Agora, há um pânico do establishment sobre as baixas taxas de natalidade, as mais baixas da história dos EUA. E as organizações feministas estão amplamente ligadas a fundações corporativas e a um Partido Democrata que fornece um verniz de feminismo por meio do avanço profissional de mulheres selecionadas. Rostos femininos em lugares altos falharam em grande parte em promover a liberdade para as mulheres como um todo. Eles deixaram nossas condições reprodutivas de trabalho – creches, assistência médica, licença remunerada, salários, direitos sindicais e horas de trabalho – à mercê do setor privado. Nosso sistema de seguro de saúde privado significa que pagamos os custos do controle de natalidade, aborto e gravidez com nosso escasso salário. A verdadeira liberdade está na garantia de assistência médica que cobre tudo e em um sistema econômico organizado para maximizar o florescimento humano.

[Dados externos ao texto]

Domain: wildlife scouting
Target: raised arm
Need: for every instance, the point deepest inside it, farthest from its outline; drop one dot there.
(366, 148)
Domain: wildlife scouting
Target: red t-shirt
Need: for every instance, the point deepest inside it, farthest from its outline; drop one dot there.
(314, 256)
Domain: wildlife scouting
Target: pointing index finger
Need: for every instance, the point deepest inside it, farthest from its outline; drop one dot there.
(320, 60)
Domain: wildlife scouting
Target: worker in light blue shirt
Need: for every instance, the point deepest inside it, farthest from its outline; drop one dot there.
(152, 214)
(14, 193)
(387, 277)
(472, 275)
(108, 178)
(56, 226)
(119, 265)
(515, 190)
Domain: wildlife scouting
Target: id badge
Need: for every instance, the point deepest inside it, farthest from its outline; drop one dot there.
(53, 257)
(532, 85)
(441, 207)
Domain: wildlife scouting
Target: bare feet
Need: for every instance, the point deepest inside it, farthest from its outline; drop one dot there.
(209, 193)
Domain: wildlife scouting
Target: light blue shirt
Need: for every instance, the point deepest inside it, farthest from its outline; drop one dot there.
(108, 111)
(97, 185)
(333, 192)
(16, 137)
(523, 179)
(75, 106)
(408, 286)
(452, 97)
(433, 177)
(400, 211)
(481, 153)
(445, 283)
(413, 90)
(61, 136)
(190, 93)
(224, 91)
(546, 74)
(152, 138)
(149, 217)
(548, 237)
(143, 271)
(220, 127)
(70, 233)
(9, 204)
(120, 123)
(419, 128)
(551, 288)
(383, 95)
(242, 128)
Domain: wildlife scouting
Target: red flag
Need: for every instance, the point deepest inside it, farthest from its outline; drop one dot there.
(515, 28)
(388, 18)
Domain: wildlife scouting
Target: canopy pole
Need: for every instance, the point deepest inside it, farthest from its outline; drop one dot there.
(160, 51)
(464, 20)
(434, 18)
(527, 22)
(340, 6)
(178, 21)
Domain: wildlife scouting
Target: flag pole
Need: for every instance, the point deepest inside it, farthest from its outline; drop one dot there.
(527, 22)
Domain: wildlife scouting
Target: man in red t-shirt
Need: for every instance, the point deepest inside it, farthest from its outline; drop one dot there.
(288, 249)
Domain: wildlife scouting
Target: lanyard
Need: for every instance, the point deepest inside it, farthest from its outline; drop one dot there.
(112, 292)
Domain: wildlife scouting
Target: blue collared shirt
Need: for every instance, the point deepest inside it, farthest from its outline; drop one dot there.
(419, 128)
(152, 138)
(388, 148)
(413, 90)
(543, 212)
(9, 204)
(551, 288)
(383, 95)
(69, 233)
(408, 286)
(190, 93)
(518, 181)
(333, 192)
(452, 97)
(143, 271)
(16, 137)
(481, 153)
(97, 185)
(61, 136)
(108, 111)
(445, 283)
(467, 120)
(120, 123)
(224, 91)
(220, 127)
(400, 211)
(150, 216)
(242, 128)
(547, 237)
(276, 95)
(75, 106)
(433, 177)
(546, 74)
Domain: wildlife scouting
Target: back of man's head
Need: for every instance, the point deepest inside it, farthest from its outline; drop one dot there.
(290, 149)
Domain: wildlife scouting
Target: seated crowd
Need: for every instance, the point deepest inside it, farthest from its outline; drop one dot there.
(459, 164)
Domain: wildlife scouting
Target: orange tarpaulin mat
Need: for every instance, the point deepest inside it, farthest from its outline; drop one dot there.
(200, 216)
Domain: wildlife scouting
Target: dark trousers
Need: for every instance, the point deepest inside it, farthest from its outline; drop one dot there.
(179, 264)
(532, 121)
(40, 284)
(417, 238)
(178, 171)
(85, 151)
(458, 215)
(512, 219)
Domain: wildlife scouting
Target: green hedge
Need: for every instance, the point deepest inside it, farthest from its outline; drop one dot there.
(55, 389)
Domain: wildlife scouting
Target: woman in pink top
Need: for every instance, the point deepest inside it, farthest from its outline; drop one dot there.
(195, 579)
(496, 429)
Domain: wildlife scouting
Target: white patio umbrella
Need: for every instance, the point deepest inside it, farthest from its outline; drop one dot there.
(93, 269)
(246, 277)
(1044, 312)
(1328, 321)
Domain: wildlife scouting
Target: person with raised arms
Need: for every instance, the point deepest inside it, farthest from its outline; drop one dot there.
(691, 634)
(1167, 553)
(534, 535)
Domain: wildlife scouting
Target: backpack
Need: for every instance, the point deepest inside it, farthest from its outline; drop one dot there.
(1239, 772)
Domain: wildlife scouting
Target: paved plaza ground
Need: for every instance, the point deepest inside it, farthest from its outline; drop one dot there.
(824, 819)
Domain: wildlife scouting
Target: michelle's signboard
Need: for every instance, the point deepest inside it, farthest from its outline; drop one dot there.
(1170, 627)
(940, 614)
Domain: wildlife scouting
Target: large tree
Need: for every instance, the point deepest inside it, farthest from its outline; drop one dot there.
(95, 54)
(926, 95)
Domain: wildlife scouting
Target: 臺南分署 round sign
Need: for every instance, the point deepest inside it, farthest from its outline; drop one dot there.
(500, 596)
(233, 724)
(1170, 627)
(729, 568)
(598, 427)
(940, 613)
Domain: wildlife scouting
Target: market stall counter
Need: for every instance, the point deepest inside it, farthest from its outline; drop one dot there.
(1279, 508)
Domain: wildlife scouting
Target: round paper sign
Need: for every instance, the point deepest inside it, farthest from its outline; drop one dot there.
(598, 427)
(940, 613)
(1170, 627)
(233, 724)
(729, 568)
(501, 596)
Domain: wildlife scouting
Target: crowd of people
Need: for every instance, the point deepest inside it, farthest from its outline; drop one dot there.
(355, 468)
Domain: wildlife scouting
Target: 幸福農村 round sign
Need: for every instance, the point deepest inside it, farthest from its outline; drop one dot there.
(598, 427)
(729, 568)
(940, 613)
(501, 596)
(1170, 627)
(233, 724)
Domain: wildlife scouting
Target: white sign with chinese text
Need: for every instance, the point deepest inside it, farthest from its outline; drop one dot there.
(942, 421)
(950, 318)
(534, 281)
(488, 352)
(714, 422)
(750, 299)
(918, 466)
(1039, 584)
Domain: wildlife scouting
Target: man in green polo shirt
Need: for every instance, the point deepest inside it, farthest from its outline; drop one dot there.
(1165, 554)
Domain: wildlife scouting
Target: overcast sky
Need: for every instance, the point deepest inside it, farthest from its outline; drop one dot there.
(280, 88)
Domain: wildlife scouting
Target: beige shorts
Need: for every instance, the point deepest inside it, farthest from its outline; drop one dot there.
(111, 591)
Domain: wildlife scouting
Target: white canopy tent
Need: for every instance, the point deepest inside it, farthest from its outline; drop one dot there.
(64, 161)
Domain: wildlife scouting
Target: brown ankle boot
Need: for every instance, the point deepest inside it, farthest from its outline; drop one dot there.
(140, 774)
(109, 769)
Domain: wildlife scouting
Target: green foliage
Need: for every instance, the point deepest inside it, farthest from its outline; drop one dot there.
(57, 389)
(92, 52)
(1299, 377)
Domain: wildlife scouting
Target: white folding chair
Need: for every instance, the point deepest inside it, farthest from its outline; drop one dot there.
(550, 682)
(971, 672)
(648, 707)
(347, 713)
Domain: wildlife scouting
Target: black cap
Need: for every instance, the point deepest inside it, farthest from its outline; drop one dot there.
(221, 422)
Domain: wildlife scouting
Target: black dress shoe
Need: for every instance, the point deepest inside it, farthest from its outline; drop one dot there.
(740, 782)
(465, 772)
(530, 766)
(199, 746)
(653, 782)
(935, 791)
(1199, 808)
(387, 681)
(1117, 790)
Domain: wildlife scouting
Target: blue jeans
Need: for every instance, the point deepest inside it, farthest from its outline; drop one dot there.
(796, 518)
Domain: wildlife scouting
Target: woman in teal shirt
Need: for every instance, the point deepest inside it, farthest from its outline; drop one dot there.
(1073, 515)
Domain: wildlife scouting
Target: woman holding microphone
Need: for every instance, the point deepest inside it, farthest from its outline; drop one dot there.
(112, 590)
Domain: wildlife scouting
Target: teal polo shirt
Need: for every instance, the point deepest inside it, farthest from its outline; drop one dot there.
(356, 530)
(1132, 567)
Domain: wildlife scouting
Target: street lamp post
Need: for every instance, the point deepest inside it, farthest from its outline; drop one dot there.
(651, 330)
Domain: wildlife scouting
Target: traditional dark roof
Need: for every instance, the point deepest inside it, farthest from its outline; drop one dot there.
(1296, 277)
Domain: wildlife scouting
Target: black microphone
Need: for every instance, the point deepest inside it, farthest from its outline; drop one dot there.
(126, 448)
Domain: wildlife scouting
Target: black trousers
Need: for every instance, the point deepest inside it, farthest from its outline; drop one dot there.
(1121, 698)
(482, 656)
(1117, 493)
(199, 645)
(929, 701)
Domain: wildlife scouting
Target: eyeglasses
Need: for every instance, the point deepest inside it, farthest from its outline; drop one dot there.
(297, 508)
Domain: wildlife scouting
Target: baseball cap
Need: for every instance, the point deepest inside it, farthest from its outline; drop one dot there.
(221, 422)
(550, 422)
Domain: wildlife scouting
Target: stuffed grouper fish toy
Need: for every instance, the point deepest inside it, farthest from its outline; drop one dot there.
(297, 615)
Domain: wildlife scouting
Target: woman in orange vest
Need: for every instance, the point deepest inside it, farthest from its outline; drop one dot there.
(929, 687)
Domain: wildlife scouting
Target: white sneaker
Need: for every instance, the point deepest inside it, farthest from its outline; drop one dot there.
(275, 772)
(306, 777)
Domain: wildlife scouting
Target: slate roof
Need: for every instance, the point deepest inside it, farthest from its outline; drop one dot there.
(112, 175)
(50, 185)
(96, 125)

Qual tem sido a resposta do establishment do Partido Democrata ao tribunal neste momento perigoso? Eles estão se gabando do possível efeito de uma decisão do tribunal de verão nas eleições de meio de mandato. “ELEGE DEMOCRATAS PARA PROTEGER O DIREITO AO ABORTO”, bradou o Comitê de Campanha do Senado Democrata no Twitter. A estratégia deles passou de “Vote em nós para salvar o tribunal” para “Vote em nós para que possamos salvá-lo do tribunal”. Esses democratas aparentemente acreditam que uma maior miséria dos eleitores levará à lealdade ao seu partido. Isso não acontece, como demonstrado por quatro décadas de empobrecimento dos eleitores e consequente distanciamento de qualquer um dos partidos.

É hora de o establishment democrata colocar seu dinheiro – quantias consideráveis ​​do qual foram arrecadadas em mensagens pró-escolha – onde está sua boca. Sabemos que o tribunal vai permitir que os estados proíbam o aborto porque já tem no Texas. Muitas pessoas serão forçadas a ter filhos que não querem e não podem pagar enquanto os superiores do Partido Democrata usam nosso desespero para polir sua marca.

A Lei de Proteção à Saúde da Mulher iria parar o sangramento. A hora de passar é agora.